Industry has changed:

1990: Systems are inventoried, packaged & files transfered

2005: Unattended bare metal servers “very very” hard. 7K nodes took 5 days w/90% success

2007: unattended bare metal in under 10 minutes, fully configured in 3 minutes.

2008: Unattended server in 2 minutes, 5K servers in a week

2010: 10K nodes in under 5 minutes

* Cloud means to operations that: demand is dynamic and developers are crucial to operations.

Config management has 3 components:

  1. Provisioning (turn on the system)
  2. Configuration (get the system to a certain state)
  3. Systems Integrations (get the service to an operational state, let systems know about each other)
  4. Orchestration

* Devops has forced operations to get better at what they do.

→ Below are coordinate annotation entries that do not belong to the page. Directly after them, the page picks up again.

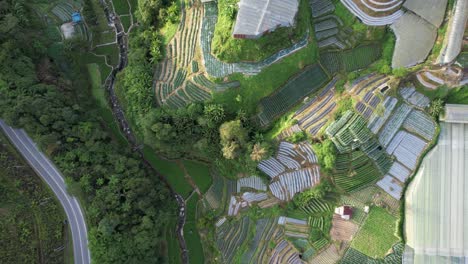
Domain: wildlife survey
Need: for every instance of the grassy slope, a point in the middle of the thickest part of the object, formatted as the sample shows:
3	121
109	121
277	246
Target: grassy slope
172	172
229	49
200	174
376	236
192	238
28	224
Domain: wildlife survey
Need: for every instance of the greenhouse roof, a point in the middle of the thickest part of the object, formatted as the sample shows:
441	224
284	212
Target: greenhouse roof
415	38
258	16
456	114
431	10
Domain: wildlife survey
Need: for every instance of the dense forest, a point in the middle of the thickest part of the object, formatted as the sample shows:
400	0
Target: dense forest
126	207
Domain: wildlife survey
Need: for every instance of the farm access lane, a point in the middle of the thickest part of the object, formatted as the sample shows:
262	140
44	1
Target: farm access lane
49	173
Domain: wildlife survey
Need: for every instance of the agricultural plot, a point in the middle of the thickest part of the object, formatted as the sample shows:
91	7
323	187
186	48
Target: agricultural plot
317	206
376	235
391	186
219	69
421	124
353	256
313	114
414	39
191	235
294	228
375	14
230	236
252	182
264	229
284	252
387	119
306	82
406	148
376	121
200	174
394	124
328	255
414	98
355	171
350	60
173	85
214	195
342	230
350	132
370	91
290	183
293	170
435	213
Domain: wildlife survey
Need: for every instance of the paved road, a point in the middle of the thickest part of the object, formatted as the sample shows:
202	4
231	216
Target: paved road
49	173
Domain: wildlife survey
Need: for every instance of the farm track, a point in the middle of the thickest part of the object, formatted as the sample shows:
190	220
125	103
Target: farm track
122	41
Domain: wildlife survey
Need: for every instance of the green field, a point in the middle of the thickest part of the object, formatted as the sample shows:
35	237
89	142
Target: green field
200	174
301	85
169	169
96	84
126	22
254	88
376	236
31	219
192	238
350	60
110	51
229	49
121	7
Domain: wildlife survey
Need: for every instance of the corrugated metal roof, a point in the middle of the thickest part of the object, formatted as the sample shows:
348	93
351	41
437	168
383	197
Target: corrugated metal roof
257	16
455	113
414	40
431	10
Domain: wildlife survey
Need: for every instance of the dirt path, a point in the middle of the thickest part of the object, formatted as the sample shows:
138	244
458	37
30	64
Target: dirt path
189	178
119	115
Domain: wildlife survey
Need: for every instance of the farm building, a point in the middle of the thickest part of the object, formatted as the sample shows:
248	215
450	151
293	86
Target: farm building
455	114
430	10
345	212
76	17
257	17
414	40
454	36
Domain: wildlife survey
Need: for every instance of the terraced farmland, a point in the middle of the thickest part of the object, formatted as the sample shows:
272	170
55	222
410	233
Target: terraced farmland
441	183
313	115
301	85
293	170
175	79
230	236
350	60
355	171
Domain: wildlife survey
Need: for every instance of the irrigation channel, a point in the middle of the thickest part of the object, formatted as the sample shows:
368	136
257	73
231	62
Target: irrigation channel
124	126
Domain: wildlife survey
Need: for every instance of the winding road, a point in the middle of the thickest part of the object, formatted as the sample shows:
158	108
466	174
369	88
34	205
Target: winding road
119	115
49	173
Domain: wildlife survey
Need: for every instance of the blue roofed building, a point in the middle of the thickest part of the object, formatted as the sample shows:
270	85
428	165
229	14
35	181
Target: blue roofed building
76	17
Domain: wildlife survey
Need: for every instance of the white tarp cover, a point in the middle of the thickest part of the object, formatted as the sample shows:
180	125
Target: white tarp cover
436	221
431	10
257	16
455	113
454	37
414	40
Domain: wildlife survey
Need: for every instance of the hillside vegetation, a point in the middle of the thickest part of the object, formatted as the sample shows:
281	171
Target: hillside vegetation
229	49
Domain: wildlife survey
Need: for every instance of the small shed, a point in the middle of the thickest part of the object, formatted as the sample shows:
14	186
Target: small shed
257	17
76	17
345	212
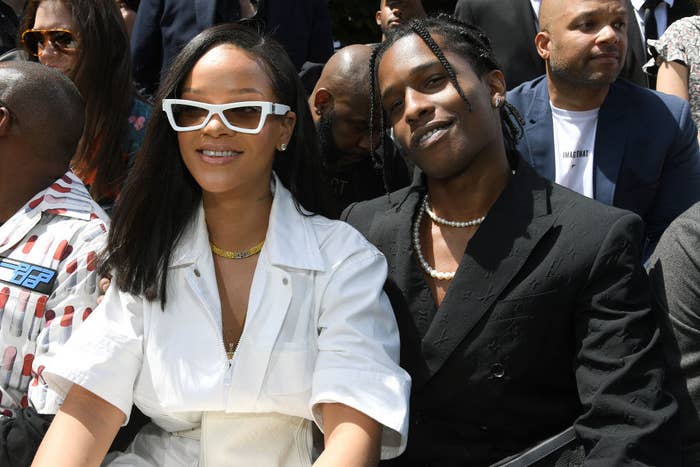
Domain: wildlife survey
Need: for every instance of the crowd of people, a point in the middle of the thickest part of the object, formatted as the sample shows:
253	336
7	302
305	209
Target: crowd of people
472	243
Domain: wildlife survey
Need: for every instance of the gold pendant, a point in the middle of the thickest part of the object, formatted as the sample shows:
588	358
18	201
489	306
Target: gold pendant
236	254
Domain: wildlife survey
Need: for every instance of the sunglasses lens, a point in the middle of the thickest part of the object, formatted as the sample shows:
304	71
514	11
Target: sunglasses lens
244	117
188	115
62	40
31	41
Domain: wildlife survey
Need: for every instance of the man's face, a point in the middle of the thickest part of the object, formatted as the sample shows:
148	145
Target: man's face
393	13
586	42
344	131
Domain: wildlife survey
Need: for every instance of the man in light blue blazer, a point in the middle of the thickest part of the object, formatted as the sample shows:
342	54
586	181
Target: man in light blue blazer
605	137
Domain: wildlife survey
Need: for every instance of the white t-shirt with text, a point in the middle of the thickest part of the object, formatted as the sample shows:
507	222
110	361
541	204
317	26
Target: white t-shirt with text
574	141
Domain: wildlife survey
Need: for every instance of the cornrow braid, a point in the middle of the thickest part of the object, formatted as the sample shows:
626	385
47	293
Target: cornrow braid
373	97
464	39
423	33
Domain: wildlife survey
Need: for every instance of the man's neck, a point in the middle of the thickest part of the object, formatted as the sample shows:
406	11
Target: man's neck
569	96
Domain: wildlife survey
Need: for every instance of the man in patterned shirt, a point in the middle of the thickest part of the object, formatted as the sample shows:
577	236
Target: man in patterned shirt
50	234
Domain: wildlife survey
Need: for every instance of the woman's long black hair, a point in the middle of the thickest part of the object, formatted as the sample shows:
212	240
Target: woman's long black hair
103	77
160	196
464	39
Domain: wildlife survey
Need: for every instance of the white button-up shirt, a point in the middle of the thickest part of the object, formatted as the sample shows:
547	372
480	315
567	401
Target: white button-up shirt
48	284
318	329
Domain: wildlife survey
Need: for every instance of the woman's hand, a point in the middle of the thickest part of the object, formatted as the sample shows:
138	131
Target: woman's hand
352	438
81	432
672	78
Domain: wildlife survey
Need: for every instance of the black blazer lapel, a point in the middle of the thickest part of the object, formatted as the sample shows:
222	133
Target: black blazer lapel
498	250
539	132
681	9
390	232
205	12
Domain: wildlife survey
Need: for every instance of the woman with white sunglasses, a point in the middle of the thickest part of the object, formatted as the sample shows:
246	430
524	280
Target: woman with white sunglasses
236	319
87	41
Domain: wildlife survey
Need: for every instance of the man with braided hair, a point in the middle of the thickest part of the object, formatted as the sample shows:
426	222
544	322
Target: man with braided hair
339	104
523	307
603	137
394	13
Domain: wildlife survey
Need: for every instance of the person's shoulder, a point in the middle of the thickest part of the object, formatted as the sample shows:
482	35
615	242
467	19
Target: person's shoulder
527	89
635	95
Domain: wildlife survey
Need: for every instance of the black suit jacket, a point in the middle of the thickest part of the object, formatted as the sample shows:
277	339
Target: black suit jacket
161	30
546	324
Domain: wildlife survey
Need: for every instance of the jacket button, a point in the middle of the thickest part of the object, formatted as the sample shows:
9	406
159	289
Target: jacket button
497	370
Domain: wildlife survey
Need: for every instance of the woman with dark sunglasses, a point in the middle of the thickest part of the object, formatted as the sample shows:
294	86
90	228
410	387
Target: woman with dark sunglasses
237	319
87	41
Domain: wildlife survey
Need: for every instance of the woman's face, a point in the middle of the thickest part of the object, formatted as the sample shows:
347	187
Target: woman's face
54	14
432	124
222	160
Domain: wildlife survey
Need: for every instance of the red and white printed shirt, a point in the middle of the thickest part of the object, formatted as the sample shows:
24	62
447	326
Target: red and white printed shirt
48	285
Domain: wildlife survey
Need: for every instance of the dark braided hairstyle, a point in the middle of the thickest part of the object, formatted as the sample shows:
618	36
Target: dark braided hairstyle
466	40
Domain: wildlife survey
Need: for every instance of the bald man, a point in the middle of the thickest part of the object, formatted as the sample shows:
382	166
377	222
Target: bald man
50	234
340	108
601	136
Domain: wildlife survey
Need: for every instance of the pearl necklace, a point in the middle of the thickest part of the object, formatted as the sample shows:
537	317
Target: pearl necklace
434	273
440	220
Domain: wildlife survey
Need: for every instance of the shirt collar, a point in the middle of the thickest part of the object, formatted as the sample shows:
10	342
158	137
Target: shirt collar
67	196
290	240
637	4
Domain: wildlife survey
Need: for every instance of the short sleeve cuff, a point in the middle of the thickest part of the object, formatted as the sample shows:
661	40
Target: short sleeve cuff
95	371
383	397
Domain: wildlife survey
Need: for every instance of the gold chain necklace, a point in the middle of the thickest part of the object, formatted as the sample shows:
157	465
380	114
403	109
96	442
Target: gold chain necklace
236	254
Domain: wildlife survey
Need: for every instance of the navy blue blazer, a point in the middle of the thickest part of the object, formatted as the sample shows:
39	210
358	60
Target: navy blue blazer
163	27
646	158
161	30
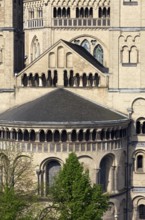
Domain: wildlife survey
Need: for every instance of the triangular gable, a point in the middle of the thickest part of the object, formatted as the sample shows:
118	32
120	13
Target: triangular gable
82	54
60	58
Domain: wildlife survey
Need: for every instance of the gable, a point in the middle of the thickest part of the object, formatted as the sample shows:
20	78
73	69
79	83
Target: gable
64	60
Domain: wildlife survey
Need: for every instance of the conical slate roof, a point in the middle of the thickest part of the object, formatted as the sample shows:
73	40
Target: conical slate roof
59	107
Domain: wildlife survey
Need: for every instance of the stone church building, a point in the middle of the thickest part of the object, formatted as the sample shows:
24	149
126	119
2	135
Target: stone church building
72	78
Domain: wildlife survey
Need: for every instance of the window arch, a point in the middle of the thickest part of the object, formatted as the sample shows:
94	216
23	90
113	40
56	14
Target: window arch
60	56
141	210
133	55
98	53
52	169
138	127
49	136
26	135
56	136
20	135
139	163
69	60
42	136
32	135
86	45
106	179
52	59
35	48
73	135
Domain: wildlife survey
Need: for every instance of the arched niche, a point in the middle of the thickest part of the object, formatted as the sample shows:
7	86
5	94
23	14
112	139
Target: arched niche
106	173
86	45
35	48
60	57
69	61
52	61
98	53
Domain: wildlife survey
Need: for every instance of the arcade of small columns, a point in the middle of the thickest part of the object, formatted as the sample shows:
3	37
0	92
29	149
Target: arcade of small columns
62	135
10	135
68	79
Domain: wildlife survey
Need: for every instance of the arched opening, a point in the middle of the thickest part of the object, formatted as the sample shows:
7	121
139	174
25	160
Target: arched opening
14	134
32	135
87	135
69	63
86	13
90	79
31	80
91	13
86	45
80	135
49	136
139	163
77	80
26	135
59	12
112	134
64	136
54	12
42	136
133	55
104	12
52	62
44	81
73	135
68	12
98	53
106	175
143	128
64	12
55	78
56	136
94	135
49	79
65	78
102	134
25	80
35	48
82	12
36	80
125	54
100	13
20	135
141	210
108	12
52	169
60	57
77	13
84	79
96	80
7	134
71	79
107	134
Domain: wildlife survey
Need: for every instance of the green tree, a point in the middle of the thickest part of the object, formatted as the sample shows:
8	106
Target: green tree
17	189
73	195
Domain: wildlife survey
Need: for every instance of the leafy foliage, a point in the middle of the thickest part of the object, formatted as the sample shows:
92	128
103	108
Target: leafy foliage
17	189
73	195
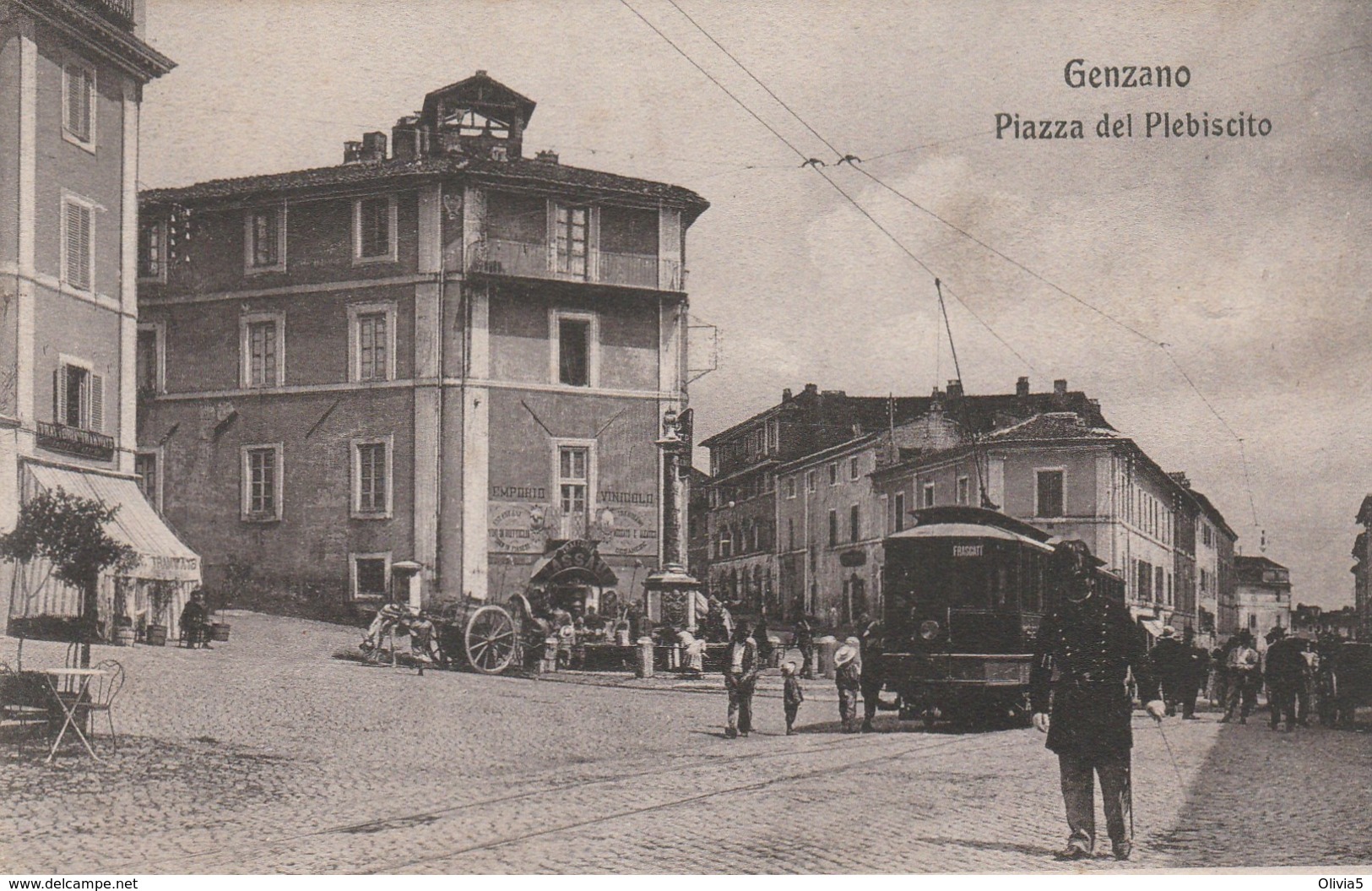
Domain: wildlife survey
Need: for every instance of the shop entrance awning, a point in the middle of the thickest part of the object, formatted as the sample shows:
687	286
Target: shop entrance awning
574	562
160	553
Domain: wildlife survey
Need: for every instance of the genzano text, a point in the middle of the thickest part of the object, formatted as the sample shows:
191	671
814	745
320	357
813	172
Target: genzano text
1124	76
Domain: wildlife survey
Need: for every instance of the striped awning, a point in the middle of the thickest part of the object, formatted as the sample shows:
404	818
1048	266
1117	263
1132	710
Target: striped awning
160	553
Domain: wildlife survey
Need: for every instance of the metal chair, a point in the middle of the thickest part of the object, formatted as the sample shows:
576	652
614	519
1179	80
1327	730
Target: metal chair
21	700
100	696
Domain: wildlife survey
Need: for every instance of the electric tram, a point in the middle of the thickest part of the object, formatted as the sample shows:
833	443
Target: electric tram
965	592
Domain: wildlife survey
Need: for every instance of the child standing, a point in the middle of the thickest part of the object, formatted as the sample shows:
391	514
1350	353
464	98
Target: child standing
794	695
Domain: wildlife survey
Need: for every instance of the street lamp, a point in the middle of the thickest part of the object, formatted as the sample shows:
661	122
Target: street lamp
670	581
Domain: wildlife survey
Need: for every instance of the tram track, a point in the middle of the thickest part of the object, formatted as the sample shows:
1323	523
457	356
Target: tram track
680	802
405	818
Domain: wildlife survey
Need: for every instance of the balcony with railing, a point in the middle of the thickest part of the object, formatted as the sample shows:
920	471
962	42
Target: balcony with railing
501	257
117	11
74	441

* Config management treats infrastructure as code. Using development tools, mindsets and techniques to manage operations.

* Infrastructure as code means the infrastructure is self-documenting.  Version control, process control and application control.

* In a cloudy world your prime constraint for recovery should be the time it takes to restore your application data.

* CM apps like Chef allow you to treat your infrastructure like a programming language or subroutines therein.